What You Need To Know: When You’re Driving in Snow and Ice

The What To Do When series covers typical driving and vehicle situations that many drivers face on a regular basis. If you’ve ever had a moment with your vehicle when you know something is wrong and you’re not sure what to do, this series is for you!

what to do when series

Forecasters are calling for a major storm this weekend and Long Island drivers are encouraged to stay home. If you must drive, here are TLC’s tips for staying safe in driving in snow and ice.

Before you leave, ensure your gas tank half full to avoid gas line freeze up and ensure your tires are properly inflated.

If you are driving in snow, accelerate and decelerate slowly. Apply the gas slowly will help you regain traction and avoid skids. Increase driving distance to eight to ten seconds because you’ll need longer braking time.

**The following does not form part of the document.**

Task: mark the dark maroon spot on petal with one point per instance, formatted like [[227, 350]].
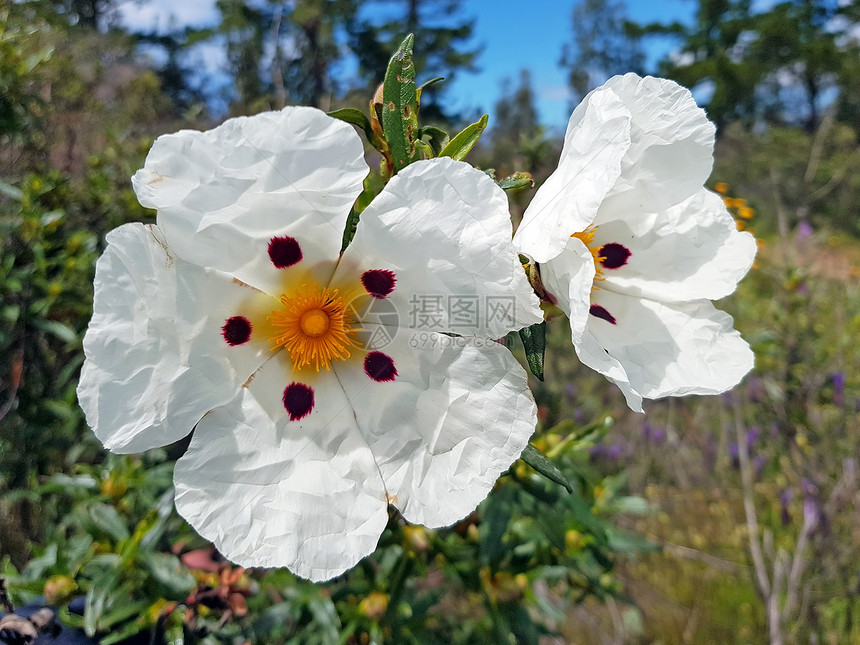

Be careful driving on hills and do not try to power up them. Applying extra gas on snow-covered roads will just get your wheel spinning. Try to get inertia before you reach the hill to see if it will carry you to the top. As you reach the top of the hill, reduce your speed and proceed down the hill as slowly as possible.

Take everything slowly and anticipate lane changes, turns and curves. Abrupt movements break traction and could start a skid. If you begin to slide or fishtail, take your foot off the brake and turn your wheels in the direction that the rear of the car is sliding.

Know your brakes. Locked wheels can make your vehicle slide. Many newer vehicles have antilock brake systems so push the brake pedal firmly and hold it down. Do not pump the pedal or remove your foot. If you do not have antilock brakes, apply firm steady pressure.

Most importantly if you are driving in snow or ice, stay focused alert and aware of the other cars around you.